Die 13. Nationale Maritime Konferenz (NMK), „zentrale Veranstaltung der Bundesregierung zur Unterstützung der maritimen Wirtschaft“, ist am vergangenen Freitag nach zwei Tagen in Bremen zu Ende gegangen. Das seit dem Jahr 2000 in einigermaßen regelmäßigen Abständen stattfindende Branchen-Treffen erwies sich auch dieses Mal als Sammelsurium vieler teurer Versprechen der Politik und weiterer, noch teurerer Forderungen seitens der Unternehmen und Lobbyisten.
Es begann in gewisser Weise skurril: Mit der Organisation der 13. NMK hatte Bundeswirtschaftsminister Robert Habeck (Grüne) nämlich die Kölner Agentur „facts and fiction“ beauftragt – und deren Name entpuppte sich als programmatisch:
- Zu den „facts“ gehört es, dass sich rund 800 Teilnehmer aller schifffahrts- und meeresbezogenen Firmen und Einrichtungen eingefunden hatten. Nur Umweltverbände oder andere zivilgesellschaftliche Gruppen waren faktisch nicht vertreten, mindestens zwei Fälle sind sogar bekannt, da Mitglieder solcher Organisationen gar nicht zugelassen worden waren (Gerüchte besagen aber, dass noch weitere stillschweigend abgewiesen wurden).
- Unter „fiction“ indes sind große Teile der diskutierten Inhalte zu verbuchen. Es ging um Stichworte wie Klimaschutz, Dekarbonisierung, Energiewende, Marineschiffbau und Schutz kritischer Infrastruktur, Hafenstrategie und Nachwuchsprobleme: Wer jedoch alle diesbezüglichen Forderungen, Vorschläge und Ideen summiert (die, wohlgemerkt, vielfach durchaus begrüßenswert klangen) und dann aber nach ihrer Umsetzung und Finanzierung fragt, kommt schnell auf – Fiktion. Denn was da aufgelistet wurde, dürfte (da die Branche selbst lieber nach Subventionen ruft als selbst Zahlungsbereitschaft zu zeigen) ohne massive Steuererhöhungen selbst von Generationen kaum zu bezahlen seien.

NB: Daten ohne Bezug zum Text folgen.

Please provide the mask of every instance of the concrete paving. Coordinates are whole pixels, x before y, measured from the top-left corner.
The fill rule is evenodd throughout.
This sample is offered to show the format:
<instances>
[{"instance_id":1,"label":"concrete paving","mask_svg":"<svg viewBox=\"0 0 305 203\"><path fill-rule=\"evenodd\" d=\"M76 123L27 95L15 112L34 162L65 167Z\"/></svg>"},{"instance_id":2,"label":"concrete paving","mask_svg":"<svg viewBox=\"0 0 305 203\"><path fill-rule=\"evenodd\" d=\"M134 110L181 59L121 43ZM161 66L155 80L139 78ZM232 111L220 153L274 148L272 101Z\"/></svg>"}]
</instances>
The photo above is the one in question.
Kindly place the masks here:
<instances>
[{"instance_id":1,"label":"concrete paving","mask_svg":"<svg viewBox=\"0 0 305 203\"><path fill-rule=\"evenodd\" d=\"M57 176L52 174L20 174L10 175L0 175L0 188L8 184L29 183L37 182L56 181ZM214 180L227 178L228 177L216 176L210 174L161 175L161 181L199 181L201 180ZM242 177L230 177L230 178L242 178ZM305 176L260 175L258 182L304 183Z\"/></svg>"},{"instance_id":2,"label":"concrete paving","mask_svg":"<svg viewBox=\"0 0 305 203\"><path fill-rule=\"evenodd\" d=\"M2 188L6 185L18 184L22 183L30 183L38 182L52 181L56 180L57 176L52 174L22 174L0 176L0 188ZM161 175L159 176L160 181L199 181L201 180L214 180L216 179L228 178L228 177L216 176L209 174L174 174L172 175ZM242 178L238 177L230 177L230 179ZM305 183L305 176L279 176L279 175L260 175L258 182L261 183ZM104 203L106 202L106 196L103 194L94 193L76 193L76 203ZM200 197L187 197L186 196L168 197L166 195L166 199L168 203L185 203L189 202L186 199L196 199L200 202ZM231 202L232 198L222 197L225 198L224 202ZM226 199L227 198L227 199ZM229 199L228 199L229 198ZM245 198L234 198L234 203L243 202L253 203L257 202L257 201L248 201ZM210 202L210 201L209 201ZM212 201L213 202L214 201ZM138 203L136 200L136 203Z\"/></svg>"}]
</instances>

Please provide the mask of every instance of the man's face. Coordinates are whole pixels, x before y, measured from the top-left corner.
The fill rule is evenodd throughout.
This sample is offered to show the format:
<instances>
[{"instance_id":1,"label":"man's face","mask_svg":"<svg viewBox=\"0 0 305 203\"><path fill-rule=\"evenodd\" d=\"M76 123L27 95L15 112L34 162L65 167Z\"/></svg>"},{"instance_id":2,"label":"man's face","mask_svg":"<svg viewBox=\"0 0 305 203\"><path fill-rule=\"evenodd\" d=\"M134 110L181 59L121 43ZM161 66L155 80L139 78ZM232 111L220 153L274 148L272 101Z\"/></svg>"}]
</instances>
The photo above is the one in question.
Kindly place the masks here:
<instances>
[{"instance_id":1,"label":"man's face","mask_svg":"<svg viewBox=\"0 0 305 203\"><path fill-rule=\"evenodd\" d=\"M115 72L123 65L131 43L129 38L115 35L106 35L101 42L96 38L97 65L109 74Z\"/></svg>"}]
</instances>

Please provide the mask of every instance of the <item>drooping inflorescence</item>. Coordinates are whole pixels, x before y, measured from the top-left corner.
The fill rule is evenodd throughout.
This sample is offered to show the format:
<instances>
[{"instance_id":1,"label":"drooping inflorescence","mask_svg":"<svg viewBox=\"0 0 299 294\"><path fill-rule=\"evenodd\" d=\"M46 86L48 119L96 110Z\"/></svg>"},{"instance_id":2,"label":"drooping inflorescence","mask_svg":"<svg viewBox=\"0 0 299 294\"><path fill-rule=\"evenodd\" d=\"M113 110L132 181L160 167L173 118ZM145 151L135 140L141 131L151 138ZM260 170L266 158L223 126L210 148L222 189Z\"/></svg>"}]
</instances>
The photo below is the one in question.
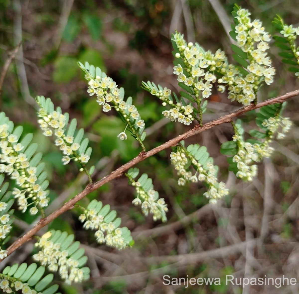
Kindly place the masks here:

Eröffnet worden war der Kongress am Donnerstag vom Maritimen Koordinator der Bundesregierung, Dieter Janecek, gefolgt von Reden des Bremer Regierungschefs Andreas Bovenschulte, Bundeskanzler Olaf Scholz, Habeck und der Verkehrsstaatssekretärin Daniela Kluckert. Sie alle schwelgten in unterschiedlichen Tonlagen – neben Krisen- und Kriegsgerede (siehe unten) – von Aufbruchstimmung und Chancen der maritimen Wirtschaft, von Dialog und „Brückenschlag“ zwischen der Küste und dem Binnenland, von der maritimen Familie und ihren weitreichenden Aufgaben fürs ganze Land und seine Zukunft. Viele schöne Worte, aber alles vorerst unverbindlich.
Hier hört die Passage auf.